We currently own properties through joint ventures with other persons and entities and may in the future acquire or own properties through joint ventures and other co-investment vehicles when we believe circumstances warrant the use of such structures. Joint venture investments involve risk, including: the possibility that our partners might refuse to make capital contributions when due and therefore we may be forced to make contributions to maintain the value of the property; that we may be responsible to our partners for indemnifiable losses; that our partners might at any time have business or economic goals that are inconsistent with ours; that third parties may be hesitant or refuse to transact with the joint venture due to the identity of our partners; and that our partners may be in a position to take action or withhold consent contrary to our recommendations, instructions or requests.
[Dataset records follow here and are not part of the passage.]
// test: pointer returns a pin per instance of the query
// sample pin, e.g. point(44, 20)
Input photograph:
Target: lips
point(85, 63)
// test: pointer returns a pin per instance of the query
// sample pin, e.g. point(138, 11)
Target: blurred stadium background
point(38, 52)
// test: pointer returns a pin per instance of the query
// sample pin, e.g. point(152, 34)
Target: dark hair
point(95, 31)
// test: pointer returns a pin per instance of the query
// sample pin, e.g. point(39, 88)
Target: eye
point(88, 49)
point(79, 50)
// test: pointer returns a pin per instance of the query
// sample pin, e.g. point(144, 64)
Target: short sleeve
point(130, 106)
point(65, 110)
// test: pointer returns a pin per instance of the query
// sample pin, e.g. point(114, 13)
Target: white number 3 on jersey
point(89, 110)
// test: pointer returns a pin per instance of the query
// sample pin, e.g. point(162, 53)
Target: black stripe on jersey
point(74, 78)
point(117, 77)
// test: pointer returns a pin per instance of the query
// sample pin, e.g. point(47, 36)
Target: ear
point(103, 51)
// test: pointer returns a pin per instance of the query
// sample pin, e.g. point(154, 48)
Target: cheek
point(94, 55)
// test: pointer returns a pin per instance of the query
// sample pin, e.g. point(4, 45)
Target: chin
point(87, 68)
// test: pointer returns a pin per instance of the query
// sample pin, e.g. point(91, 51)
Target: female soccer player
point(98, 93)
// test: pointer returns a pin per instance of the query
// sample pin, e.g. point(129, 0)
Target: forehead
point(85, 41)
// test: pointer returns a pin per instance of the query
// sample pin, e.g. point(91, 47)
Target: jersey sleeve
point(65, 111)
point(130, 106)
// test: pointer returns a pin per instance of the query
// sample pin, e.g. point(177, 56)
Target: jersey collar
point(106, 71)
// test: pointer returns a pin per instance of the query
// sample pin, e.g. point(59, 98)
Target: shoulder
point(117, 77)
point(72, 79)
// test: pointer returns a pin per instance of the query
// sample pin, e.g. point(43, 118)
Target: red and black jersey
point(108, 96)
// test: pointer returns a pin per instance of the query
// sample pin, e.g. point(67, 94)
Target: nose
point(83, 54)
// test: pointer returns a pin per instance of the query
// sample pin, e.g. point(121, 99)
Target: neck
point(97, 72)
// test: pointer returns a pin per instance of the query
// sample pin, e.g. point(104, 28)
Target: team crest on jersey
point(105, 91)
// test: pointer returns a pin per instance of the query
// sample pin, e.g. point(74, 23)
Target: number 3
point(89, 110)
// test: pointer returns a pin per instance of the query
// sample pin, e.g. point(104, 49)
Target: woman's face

For certain of our joint venture arrangements, we and our respective joint venture partners have rights including the ability to trigger a buy-sell, put right or forced sale arrangement, which could cause us to sell our interest, or acquire our partner's interest, or to sell the underlying asset, at a time when we otherwise would not have initiated such a transaction, without our consent or on unfavorable terms. In some instances, joint venture partners may have competing interests in our markets that could create conflicts of interest. These conflicts may include compliance with the REIT requirements, and our REIT status could be jeopardized if any of our joint ventures do not operate in compliance with REIT requirements. To the extent our partners do not meet their obligations to us or our joint ventures, or they take action inconsistent with the interests of the joint venture, we may be adversely affected.

---

## Modified: There may be limitations on our ability to sell or reduce the indebtedness of specific properties. In addition, when we dispose of or sell assets, we may not be able to reinvest the sales proceeds and earn similar returns.

**Key changes:**

- Reworded sentence: "These agreements could result in us holding on to properties that we would otherwise sell and not pay down or refinance the debt associated with those properties."

**Prior (2024):**

As part of an acquisition of a property, or a portfolio of properties, we may agree, and in the past have agreed, not to dispose of the acquired properties or reduce the mortgage indebtedness for a long-term period, unless we pay certain of the resulting tax costs of the seller. These agreements could result in us holding on to properties that we would otherwise sell and not pay down or refinance. In addition, when we dispose of or sell assets, we may not be able to reinvest the sales proceeds and earn returns similar to those generated by the assets that were sold.

**Current (2025):**

As part of an acquisition of a property, or a portfolio of properties, we may agree, and in the past have agreed, not to dispose of the acquired properties or reduce the mortgage indebtedness for a long-term period, unless we pay certain of the resulting tax costs of the seller. These agreements could result in us holding on to properties that we would otherwise sell and not pay down or refinance the debt associated with those properties. In addition, when we dispose of or sell assets, we may not be able to reinvest the sales proceeds and earn returns similar to those generated by the assets that were sold.